Details
- Mistral AI introduced Voxtral Transcribe 2, a next-generation family of speech-to-text models featuring state-of-the-art transcription, speaker diarization, and sub-200ms real-time latency for voice agents and live applications.
- Voxtral Realtime offers natively streaming architecture with configurable latency under 200ms, maintaining 1-2% WER of offline model at 480ms, released as open weights under Apache 2.0.
- Voxtral Mini Transcribe 2 provides batch transcription at 4% WER on FLEURS across 13 languages, including speaker diarization, context biasing, and word-level timestamps, priced at $0.003/min via API.

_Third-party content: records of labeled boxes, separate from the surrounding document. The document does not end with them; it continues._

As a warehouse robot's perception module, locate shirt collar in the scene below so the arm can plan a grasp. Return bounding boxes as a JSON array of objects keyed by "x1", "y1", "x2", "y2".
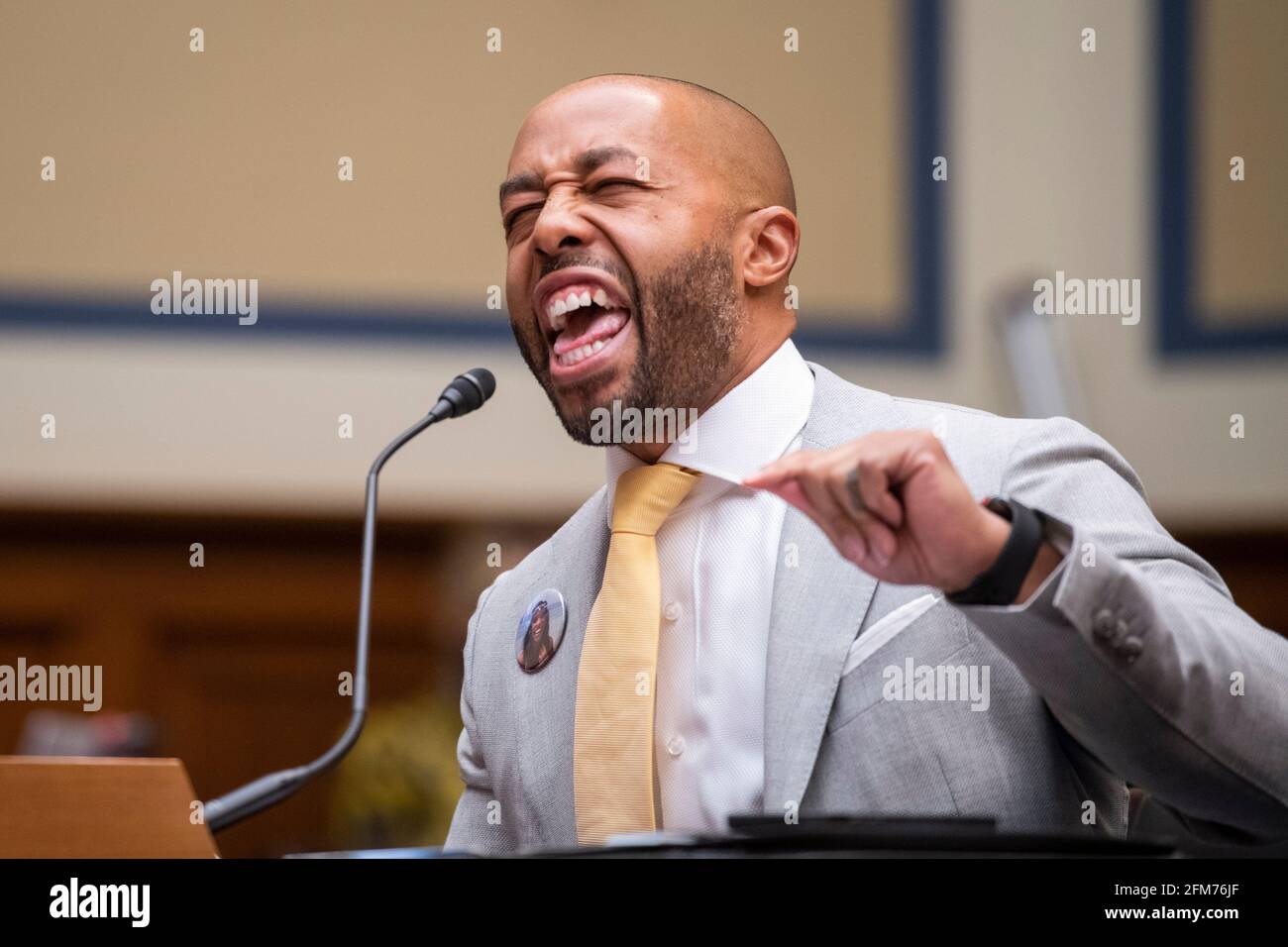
[{"x1": 605, "y1": 339, "x2": 814, "y2": 522}]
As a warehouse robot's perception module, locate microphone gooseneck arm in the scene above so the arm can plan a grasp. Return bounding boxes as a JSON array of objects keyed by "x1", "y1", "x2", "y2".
[{"x1": 203, "y1": 368, "x2": 496, "y2": 832}]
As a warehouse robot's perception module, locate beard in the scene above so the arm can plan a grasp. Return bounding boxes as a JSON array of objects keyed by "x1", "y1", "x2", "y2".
[{"x1": 511, "y1": 237, "x2": 743, "y2": 446}]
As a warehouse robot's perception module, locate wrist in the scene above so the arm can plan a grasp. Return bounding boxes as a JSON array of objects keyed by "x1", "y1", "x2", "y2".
[
  {"x1": 940, "y1": 504, "x2": 1012, "y2": 595},
  {"x1": 945, "y1": 498, "x2": 1059, "y2": 605}
]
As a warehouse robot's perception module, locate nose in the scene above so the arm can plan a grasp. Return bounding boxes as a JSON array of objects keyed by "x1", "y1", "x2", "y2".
[{"x1": 532, "y1": 188, "x2": 593, "y2": 257}]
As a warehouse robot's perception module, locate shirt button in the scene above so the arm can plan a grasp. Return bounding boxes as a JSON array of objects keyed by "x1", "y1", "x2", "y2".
[
  {"x1": 1118, "y1": 635, "x2": 1145, "y2": 664},
  {"x1": 1091, "y1": 608, "x2": 1116, "y2": 640}
]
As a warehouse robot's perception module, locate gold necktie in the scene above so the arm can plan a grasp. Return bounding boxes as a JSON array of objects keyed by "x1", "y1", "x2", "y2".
[{"x1": 574, "y1": 464, "x2": 700, "y2": 845}]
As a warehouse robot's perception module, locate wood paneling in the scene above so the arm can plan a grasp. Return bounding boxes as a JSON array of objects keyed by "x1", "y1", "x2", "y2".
[{"x1": 0, "y1": 511, "x2": 564, "y2": 856}]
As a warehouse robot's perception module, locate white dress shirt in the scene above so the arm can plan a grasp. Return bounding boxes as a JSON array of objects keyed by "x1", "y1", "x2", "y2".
[{"x1": 606, "y1": 340, "x2": 814, "y2": 831}]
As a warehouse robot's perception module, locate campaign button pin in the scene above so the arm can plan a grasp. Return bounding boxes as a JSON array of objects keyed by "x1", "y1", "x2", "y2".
[{"x1": 514, "y1": 588, "x2": 568, "y2": 674}]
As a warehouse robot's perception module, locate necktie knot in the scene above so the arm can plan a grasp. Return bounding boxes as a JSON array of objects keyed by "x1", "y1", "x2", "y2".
[{"x1": 613, "y1": 464, "x2": 702, "y2": 536}]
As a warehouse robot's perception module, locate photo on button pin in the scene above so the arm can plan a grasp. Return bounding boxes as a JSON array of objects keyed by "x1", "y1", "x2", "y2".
[{"x1": 515, "y1": 588, "x2": 566, "y2": 674}]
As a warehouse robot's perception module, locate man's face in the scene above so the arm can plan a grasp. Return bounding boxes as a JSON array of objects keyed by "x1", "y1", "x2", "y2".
[{"x1": 501, "y1": 82, "x2": 743, "y2": 443}]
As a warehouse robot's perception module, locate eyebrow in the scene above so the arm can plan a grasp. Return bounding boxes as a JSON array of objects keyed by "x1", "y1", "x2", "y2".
[{"x1": 499, "y1": 145, "x2": 639, "y2": 204}]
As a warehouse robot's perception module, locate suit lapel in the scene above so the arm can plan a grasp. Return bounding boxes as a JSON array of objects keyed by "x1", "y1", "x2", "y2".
[
  {"x1": 511, "y1": 491, "x2": 608, "y2": 848},
  {"x1": 765, "y1": 365, "x2": 899, "y2": 815}
]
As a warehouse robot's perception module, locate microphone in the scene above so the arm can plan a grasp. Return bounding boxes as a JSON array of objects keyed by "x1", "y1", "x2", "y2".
[{"x1": 202, "y1": 368, "x2": 496, "y2": 832}]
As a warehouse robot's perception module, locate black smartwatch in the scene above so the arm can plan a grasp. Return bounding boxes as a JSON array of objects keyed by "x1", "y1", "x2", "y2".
[{"x1": 944, "y1": 497, "x2": 1046, "y2": 605}]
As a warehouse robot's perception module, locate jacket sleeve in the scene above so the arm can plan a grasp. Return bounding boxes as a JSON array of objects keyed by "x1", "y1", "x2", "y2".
[
  {"x1": 962, "y1": 417, "x2": 1288, "y2": 841},
  {"x1": 443, "y1": 586, "x2": 516, "y2": 856}
]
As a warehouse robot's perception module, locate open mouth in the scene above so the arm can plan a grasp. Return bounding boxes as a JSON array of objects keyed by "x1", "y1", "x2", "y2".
[{"x1": 544, "y1": 282, "x2": 631, "y2": 377}]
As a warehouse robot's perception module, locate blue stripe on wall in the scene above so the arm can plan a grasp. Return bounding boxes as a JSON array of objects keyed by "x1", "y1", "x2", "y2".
[
  {"x1": 0, "y1": 0, "x2": 947, "y2": 357},
  {"x1": 1154, "y1": 0, "x2": 1288, "y2": 357}
]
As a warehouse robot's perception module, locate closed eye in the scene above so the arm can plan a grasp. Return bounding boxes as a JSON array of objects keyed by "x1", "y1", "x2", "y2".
[{"x1": 591, "y1": 177, "x2": 644, "y2": 194}]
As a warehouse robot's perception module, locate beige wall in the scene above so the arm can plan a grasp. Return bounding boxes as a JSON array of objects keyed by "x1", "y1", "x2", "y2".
[{"x1": 0, "y1": 0, "x2": 1288, "y2": 524}]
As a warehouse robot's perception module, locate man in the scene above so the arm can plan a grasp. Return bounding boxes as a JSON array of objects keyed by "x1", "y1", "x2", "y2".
[
  {"x1": 447, "y1": 76, "x2": 1288, "y2": 853},
  {"x1": 518, "y1": 601, "x2": 555, "y2": 672}
]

- Models available in two sizes: Voxtral Small (24B parameters) for production-scale with advanced chat, function calling, and 32k-token context (30-40 min audio); Voxtral Mini (3B) for edge deployment, both with multilingual support and built-in Q&A/summarization.
- New audio playground in Mistral Studio allows instant experimentation; API pricing: Mini Transcribe 2 at $0.003/min, Realtime at $0.006/min; outperforms Whisper large-v3 and matches GPT-4o mini on benchmarks.
Impact
Mistral AI's Voxtral Transcribe 2 advances open-weight speech models by delivering sub-200ms latency and superior benchmarks over Whisper large-v3, positioning it competitively against closed APIs like OpenAI's GPT-4o mini Transcribe and ElevenLabs Scribe at less than half the cost, such as $0.001-$0.003 per minute. This pricing and Apache 2.0 release lower barriers for developers building voice agents, multilingual transcription, and multimodal apps, accelerating adoption in enterprise tools like meeting summaries and customer service bots. By integrating reasoning, function calling from voice, and long-context handling in a unified pipeline, Voxtral narrows the gap with proprietary systems, potentially shifting market dynamics toward open models amid rising demand for on-device and real-time inference. Over the next 12-24 months, it could redirect R&D toward hybrid audio-text intelligence, easing GPU constraints via efficient 3B variant while pressuring rivals to match open-source accessibility and performance in global, low-latency applications.